A discussion about the threat that cyber hackers pose to pharmaceutical companies as they scramble to develop and globally distribute vaccines for fighting COVID-19, with Christopher Hart, director of cybersecurity with Cylumena, and Yossi Appleboum, chief executive officer with Sepio Systems.

With vaccine research at a premium, it’s becoming increasingly critical that pharmaceutical companies protect themselves against cyber thieves. Yet relative to certain other industries, their security systems aren’t secure. The level of attention being paid to the security of pharma producers today is equivalent to that directed at financial institutions two years ago, according to Appleboum. “I suspect they’re not ready,” he says.

The pharma industry today is in “an exclusive club,” says Hart, “with threats coming from all over.” In developing new products, companies face the triple challenge of ensuring confidentiality, integrity and availability. “They really have their hands full,” he says.

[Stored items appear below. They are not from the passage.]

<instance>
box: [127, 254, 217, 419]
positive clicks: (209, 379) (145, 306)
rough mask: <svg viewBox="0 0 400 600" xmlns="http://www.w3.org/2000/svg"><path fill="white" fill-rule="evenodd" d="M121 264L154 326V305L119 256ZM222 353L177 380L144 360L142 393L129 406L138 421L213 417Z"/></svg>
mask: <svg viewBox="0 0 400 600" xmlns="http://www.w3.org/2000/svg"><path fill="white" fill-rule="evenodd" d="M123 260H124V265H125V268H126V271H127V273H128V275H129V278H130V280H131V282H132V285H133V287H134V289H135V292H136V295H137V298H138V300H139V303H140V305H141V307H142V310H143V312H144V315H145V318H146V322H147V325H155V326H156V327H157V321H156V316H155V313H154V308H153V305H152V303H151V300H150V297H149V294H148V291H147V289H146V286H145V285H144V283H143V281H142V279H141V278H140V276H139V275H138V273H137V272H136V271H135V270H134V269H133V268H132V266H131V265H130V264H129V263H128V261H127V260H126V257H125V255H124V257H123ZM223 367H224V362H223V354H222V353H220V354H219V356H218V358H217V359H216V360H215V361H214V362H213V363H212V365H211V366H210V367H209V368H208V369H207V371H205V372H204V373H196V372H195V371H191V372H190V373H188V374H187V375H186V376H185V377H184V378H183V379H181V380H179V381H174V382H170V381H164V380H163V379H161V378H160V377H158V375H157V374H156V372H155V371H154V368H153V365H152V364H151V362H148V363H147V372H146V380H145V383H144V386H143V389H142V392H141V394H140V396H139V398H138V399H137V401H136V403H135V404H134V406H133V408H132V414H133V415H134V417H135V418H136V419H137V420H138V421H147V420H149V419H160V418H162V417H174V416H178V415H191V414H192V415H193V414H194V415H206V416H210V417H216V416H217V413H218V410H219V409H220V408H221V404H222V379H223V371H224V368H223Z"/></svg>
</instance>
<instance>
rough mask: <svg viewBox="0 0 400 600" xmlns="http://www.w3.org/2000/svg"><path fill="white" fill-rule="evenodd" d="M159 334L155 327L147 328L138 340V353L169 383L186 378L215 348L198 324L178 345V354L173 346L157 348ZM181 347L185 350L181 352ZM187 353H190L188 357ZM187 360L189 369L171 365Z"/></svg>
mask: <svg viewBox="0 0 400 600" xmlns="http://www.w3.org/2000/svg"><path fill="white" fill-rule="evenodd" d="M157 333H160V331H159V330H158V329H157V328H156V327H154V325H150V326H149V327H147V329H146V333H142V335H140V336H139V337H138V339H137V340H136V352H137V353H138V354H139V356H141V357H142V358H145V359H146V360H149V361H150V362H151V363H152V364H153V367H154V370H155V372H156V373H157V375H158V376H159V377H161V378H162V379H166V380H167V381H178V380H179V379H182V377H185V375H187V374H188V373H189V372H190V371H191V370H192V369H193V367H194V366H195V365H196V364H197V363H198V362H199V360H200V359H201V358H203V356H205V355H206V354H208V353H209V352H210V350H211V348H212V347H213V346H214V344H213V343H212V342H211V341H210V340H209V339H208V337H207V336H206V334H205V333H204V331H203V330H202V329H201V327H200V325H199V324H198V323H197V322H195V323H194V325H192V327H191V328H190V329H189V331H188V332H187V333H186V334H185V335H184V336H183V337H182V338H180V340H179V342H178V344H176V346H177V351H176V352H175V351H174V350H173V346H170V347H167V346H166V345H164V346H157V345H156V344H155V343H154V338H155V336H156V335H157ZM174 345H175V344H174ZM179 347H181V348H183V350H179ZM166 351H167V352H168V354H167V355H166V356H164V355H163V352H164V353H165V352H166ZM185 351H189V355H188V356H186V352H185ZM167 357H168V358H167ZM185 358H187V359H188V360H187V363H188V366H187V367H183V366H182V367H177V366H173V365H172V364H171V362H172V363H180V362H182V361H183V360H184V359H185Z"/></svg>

The source of cyber threats to the pharma sector is evolving. Once it was almost exclusively nation states, says Hart. Now, tools and techniques for cyber theft have become “commoditized,” and are even available on the dark web. Making matters worse for companies generally, says Appleboum, is the increase in employees working from home, using personal devices that aren’t secure. But even a company’s own equipment can be weaponized to steal secrets and disrupt information systems. Keyboards, mouses and biometric sensors can be deployed to conduct the equivalent of a command-and-control attack.

The failure of companies to keep pace with the methods of cyber thieves is partly due to a lack of trust in technology tools, says Appleboum, but the larger problem relates to people. There’s a significant shortage of talent to support security systems, and siloed departments in both government and the private sector prevent the levels of cooperation needed to stop hackers.